What Is Flatfoot?
Flatfoot is a common foot shape that doctors sometimes call pronated foot. When a person with flatfoot stands up, the arch in the middle of the foot disappears. The foot seems to lie flat on the ground.
There are three different types of flatfoot. Knowing which kind your child has helps you and your child’s doctor decide if your child needs treatment and, if so, which kind of treatment.
- Flexible flatfoot: Almost all children with flatfoot have what is called flexible, or hypermobile, flatfoot. This condition is not painful, causes no disability and does not need any treatment. It always affects both feet.
- Flexible flatfoot with a short Achilles tendon happens very rarely in young children. It affects both feet, and may cause pain and disability.
- Rigid flatfoot is the least common type. Rigid flatfoot most often shows up in people who have a problem with the bones in their feet (tarsal coalition). About one in four people with rigid flatfoot has pain and disability. About half of the time, rigid flatfoot affects both feet.
Flatfoot in Children
Almost all babies are born with flatfoot. Studies estimate that 80% to 90% of babies born in North America have flatfoot. Studies in other countries have found similar numbers. Most of these babies have flexible flatfoot.
Children often outgrow flatfoot naturally. But at least 20% of adults in North America have flatfoot. About 25% of these adults have flexible flatfoot with a short Achilles tendon and 9% have rigid flatfoot.
Flatfoot at Seattle Children’s
Flatfoot is one of the conditions treated by the experts in our Foot and Ankle Deformities Program.
The former director of our Department of Orthopedics, Dr. Lynn T. Staheli, produced groundbreaking research that changed the way doctors worldwide understand and treat flatfoot.

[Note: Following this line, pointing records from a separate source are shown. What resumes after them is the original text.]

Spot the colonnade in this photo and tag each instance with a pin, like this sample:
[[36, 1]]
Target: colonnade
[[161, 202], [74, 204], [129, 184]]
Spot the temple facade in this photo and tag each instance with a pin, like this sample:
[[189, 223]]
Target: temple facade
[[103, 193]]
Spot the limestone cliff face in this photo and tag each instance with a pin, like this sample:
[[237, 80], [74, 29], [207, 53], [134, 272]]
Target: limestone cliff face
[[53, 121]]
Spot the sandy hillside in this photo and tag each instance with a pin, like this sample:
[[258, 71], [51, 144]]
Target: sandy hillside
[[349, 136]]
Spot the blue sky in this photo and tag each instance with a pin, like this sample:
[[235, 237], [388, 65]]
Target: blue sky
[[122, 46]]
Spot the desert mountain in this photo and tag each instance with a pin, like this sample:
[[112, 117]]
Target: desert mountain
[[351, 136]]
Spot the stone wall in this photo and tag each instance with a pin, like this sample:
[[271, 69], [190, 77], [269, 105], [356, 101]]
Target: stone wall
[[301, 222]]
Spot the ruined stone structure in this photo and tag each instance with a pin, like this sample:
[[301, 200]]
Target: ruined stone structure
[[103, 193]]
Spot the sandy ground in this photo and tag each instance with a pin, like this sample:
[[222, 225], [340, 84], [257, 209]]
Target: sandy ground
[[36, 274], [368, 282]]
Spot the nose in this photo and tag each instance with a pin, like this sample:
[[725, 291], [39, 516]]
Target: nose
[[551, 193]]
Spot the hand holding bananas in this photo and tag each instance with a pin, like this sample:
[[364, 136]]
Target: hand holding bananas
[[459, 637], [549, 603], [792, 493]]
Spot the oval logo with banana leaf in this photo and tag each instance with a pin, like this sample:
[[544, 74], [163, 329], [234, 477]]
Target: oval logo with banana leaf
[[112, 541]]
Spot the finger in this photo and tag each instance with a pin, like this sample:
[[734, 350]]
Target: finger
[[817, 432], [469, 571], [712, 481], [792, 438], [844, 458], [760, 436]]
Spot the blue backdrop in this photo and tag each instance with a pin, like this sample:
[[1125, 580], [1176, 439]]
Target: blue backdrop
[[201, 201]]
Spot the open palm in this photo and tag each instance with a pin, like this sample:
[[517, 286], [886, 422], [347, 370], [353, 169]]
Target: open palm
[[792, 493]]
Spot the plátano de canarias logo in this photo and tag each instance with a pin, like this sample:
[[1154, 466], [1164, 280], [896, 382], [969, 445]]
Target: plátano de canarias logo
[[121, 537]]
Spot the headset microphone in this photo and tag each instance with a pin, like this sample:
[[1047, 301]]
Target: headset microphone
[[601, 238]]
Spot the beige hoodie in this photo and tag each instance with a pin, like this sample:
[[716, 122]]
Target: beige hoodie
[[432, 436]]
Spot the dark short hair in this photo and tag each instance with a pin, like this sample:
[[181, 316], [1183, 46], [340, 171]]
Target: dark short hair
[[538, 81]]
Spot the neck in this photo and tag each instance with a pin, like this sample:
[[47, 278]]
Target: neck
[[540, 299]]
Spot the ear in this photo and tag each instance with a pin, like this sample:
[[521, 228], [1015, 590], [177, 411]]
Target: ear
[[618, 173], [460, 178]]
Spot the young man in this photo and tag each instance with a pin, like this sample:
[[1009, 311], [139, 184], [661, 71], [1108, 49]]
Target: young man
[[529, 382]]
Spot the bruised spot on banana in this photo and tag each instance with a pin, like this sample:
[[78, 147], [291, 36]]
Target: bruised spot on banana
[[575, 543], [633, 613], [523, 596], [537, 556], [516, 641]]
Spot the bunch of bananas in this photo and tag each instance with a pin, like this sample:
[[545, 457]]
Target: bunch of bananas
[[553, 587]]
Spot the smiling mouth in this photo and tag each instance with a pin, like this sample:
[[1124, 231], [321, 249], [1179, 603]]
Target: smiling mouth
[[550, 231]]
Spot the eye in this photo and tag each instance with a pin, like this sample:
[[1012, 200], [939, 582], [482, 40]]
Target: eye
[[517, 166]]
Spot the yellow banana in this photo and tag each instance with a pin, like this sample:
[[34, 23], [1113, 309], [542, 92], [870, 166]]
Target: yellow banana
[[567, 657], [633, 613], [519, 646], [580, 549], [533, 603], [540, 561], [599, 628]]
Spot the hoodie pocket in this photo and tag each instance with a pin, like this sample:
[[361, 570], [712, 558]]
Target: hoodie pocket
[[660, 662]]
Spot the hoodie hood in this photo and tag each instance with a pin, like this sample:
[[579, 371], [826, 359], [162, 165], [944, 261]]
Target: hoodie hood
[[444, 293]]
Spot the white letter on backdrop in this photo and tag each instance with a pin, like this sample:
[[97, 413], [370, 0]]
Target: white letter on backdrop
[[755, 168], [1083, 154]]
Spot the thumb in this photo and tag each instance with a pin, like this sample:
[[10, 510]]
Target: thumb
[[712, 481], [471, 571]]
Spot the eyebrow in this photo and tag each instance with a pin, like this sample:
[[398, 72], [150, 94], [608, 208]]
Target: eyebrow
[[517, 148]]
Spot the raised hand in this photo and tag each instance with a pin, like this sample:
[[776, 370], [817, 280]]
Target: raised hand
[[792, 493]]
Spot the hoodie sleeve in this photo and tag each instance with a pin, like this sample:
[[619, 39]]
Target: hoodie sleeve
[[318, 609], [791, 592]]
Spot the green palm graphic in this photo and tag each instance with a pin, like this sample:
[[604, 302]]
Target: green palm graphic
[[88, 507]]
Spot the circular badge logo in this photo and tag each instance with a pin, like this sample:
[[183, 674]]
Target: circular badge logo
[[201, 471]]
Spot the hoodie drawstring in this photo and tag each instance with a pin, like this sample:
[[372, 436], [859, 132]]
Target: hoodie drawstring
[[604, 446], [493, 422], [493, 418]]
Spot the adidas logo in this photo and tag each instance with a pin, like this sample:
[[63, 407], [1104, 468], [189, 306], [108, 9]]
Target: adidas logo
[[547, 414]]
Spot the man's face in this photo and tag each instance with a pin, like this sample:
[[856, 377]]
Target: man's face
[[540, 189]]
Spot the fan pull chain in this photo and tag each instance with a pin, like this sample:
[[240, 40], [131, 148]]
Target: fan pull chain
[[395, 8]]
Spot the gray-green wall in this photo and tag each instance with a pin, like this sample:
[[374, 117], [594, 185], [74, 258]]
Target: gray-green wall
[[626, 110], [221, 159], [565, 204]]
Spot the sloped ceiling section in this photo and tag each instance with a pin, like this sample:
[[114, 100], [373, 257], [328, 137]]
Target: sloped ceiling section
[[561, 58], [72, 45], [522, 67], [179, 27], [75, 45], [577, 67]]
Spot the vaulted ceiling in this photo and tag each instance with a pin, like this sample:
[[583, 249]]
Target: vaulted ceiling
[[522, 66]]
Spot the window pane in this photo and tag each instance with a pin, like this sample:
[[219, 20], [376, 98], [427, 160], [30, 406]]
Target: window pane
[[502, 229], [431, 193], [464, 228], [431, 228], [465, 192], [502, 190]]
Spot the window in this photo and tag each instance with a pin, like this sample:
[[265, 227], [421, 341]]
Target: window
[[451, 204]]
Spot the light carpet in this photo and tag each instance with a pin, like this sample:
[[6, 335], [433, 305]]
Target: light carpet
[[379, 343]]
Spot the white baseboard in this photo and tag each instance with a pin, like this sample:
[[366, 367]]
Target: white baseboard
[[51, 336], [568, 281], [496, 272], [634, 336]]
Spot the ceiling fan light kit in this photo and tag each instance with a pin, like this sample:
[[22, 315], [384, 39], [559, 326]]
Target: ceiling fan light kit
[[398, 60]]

Research led by Dr. Staheli showed that, in most children, flatfoot is a common shape that does not cause pain or disability. Most children naturally develop arches in their feet during their first decade of life.
This work prompted doctors at other medical centers to do research that showed that special shoes and shoe inserts do not help create an arch in a flatfoot. These findings ended the use of expensive treatments that do not work.
Further, researchers at Children’s Hospital found that shoes once used to treat flexible flatfoot made some of the children who wore them feel abnormal and hurt them psychologically.
For the rare cases when surgery is needed, doctors at Seattle Children’s developed the most common operation now used nationally to correct severe, painful flatfoot with short Achilles tendon in adolescents. Doctors use this operation only when other more conservative treatments do not work.